HESI RN
Nutrition HESI Practice Exam
1. The client is receiving discharge teaching for heart failure. Which statement made by the client indicates a need for further teaching?
- A. I will weigh myself daily and report any significant weight gain to my healthcare provider.
- B. I will limit my sodium intake to help manage my heart failure.
- C. I will take my medications as prescribed by my healthcare provider.
- D. I will stop taking my medications if I feel better.
Correct answer: D
Rationale: Choice D is the correct answer because stopping medications when feeling better can be harmful in heart failure. It is essential to complete the full course of medication as prescribed by the healthcare provider to effectively manage heart failure. Choices A, B, and C demonstrate good understanding and compliance with heart failure management strategies, such as monitoring weight, restricting sodium intake, and adhering to prescribed medications, respectively.
2. When another nurse enters the room in response to a call, after checking the client's pulse and respirations during CPR on an adult in cardiopulmonary arrest, what should be the function of the second nurse?
- A. Relieve the nurse performing CPR
- B. Go get the code cart
- C. Participate with the compressions or breathing
- D. Validate the client's advanced directive
Correct answer: C
Rationale: The correct answer is to participate in compressions or breathing. This is essential to ensure continuous and effective CPR. Relieving the nurse performing CPR (Choice A) is not recommended as it can interrupt the life-saving procedure. Going to get the code cart (Choice B) may be necessary in certain situations but should not take precedence over providing immediate assistance in CPR. Validating the client's advanced directive (Choice D) is not the primary role in this scenario where urgent action is needed to support the client's circulation and breathing.
3. A 20-year-old client has an infected leg wound from a motorcycle accident and has returned home from the hospital. The client is to keep the affected leg elevated and is on contact precautions. The client wants to know if visitors can come. The appropriate response from the home health nurse is that:
- A. Visitors must wear a mask and a gown
- B. There are no special requirements for visitors of clients on contact precautions
- C. Visitors should wash their hands before and after touching the client
- D. Visitors -
Correct answer: C
Rationale: The correct answer is C: 'Visitors should wash their hands before and after touching the client.' When a client is on contact precautions, it is essential for visitors to practice good hand hygiene to prevent the spread of infection. While wearing a mask and a gown might be necessary for healthcare providers, it is not typically required for visitors. Option B is incorrect because there are indeed special requirements for visitors on contact precautions, including practicing good hand hygiene. Option D is incomplete and does not provide any guidance on infection prevention measures.

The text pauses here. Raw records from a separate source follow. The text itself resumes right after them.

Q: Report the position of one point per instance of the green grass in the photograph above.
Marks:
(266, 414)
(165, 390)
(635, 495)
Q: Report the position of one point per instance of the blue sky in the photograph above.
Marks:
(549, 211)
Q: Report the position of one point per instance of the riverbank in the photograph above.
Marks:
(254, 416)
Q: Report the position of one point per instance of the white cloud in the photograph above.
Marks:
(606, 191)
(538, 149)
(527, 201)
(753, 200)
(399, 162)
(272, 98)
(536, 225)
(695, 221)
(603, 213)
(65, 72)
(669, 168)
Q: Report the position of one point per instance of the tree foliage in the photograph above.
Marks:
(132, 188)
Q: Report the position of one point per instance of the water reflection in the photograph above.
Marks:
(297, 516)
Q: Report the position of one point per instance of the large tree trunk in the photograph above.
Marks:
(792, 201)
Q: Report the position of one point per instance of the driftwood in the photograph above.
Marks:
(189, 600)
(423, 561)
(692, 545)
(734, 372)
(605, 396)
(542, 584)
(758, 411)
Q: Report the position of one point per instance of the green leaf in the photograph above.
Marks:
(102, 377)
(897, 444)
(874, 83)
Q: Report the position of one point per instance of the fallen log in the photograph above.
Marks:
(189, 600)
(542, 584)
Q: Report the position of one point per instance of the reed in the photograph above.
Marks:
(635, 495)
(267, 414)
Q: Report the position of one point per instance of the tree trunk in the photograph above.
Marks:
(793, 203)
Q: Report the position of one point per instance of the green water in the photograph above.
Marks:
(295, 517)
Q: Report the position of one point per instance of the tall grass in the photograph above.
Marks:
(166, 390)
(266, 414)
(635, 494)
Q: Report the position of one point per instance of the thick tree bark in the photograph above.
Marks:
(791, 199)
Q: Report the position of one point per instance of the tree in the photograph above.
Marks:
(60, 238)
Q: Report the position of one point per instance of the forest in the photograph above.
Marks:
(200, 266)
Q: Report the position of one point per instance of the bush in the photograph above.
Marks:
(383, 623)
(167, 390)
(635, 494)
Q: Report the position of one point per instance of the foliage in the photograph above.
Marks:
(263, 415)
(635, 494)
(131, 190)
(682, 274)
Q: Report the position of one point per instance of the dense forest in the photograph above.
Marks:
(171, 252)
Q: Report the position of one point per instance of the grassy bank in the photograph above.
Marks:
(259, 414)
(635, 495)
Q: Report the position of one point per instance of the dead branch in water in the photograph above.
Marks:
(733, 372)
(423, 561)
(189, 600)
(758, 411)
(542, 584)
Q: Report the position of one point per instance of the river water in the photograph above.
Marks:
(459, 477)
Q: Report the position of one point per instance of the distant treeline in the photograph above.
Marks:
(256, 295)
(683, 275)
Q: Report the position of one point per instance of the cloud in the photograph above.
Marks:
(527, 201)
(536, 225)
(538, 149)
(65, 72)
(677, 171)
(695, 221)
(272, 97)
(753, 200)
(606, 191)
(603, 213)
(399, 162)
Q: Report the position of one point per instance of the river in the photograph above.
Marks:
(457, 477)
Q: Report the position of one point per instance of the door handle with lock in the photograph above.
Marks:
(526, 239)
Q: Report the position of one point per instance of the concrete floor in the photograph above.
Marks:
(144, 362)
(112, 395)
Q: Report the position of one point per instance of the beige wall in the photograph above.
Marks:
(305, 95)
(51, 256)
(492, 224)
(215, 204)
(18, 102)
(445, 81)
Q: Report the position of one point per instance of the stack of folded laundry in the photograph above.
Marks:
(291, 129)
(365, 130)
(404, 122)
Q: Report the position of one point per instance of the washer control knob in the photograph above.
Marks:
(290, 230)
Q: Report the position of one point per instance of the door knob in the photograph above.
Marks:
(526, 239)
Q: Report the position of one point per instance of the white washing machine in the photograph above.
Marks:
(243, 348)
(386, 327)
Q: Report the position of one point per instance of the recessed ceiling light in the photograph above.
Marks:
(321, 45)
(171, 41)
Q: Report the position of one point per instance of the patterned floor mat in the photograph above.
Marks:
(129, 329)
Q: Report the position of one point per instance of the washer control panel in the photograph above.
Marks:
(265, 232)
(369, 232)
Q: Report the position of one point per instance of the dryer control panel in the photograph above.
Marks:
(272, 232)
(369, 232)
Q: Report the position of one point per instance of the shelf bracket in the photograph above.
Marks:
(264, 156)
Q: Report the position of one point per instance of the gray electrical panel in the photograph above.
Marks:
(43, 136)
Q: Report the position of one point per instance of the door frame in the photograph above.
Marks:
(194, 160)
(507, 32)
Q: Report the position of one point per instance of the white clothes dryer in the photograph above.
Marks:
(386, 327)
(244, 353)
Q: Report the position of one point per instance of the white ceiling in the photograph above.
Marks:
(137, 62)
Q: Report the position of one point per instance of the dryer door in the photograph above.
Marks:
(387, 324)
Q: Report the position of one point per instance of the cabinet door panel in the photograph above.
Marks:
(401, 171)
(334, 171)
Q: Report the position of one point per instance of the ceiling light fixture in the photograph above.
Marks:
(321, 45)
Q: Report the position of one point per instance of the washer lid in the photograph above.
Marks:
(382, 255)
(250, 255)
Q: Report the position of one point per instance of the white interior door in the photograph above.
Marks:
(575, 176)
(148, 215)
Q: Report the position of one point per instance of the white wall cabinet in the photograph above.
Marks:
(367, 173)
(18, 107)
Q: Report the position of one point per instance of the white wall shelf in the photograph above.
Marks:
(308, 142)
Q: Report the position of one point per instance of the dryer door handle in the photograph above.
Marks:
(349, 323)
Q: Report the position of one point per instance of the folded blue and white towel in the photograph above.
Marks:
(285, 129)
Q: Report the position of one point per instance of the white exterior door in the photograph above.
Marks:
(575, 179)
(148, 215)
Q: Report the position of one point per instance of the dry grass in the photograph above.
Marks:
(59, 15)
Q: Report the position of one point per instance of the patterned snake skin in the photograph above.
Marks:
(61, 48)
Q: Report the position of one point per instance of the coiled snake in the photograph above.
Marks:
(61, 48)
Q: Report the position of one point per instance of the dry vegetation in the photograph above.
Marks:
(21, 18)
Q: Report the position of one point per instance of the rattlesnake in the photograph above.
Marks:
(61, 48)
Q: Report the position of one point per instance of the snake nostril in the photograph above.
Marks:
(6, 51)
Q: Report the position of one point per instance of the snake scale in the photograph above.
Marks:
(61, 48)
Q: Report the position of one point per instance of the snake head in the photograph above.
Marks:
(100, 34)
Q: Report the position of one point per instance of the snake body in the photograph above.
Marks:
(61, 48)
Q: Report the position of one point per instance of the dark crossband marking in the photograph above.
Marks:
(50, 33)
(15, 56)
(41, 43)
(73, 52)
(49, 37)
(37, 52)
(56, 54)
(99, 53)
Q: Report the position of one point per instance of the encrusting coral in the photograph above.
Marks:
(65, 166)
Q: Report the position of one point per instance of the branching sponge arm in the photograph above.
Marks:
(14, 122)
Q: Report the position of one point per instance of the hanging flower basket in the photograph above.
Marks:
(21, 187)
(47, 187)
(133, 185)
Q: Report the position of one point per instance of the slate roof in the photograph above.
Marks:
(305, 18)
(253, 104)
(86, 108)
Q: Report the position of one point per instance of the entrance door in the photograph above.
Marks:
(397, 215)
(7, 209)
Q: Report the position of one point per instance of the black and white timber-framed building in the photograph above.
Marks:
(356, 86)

4. The client is being taught about precautions with Coumadin therapy. Which over-the-counter medication should the client be instructed to avoid?
- A. Non-steroidal anti-inflammatory drugs
- B. Cough medicines with guaifenesin
- C. Histamine blockers
- D. Laxatives containing magnesium salts
Correct answer: A
Rationale: The correct answer is A: Non-steroidal anti-inflammatory drugs (NSAIDs). When a client is on Coumadin therapy, NSAIDs should be avoided because they can increase the risk of bleeding due to their antiplatelet effects. Choices B, C, and D are incorrect. Cough medicines with guaifenesin, histamine blockers, and laxatives containing magnesium salts do not have a significant interaction with Coumadin therapy that would necessitate avoidance.
5. What nursing assessment of a paralyzed client would indicate the probable presence of a fecal impaction?
- A. Presence of blood in stools
- B. Oozing liquid stool
- C. Continuous rumbling flatulence
- D. Absence of bowel movements
Correct answer: B
Rationale: The correct answer is B: 'Oozing liquid stool.' In a paralyzed client, oozing liquid stool is a common sign of fecal impaction. This occurrence requires prompt intervention to prevent complications. Choice A, 'Presence of blood in stools,' is more indicative of gastrointestinal bleeding rather than fecal impaction. Choice C, 'Continuous rumbling flatulence,' is associated with gas movement in the intestines and not specifically linked to fecal impaction. Choice D, 'Absence of bowel movements,' could be a sign of constipation but does not directly point towards fecal impaction.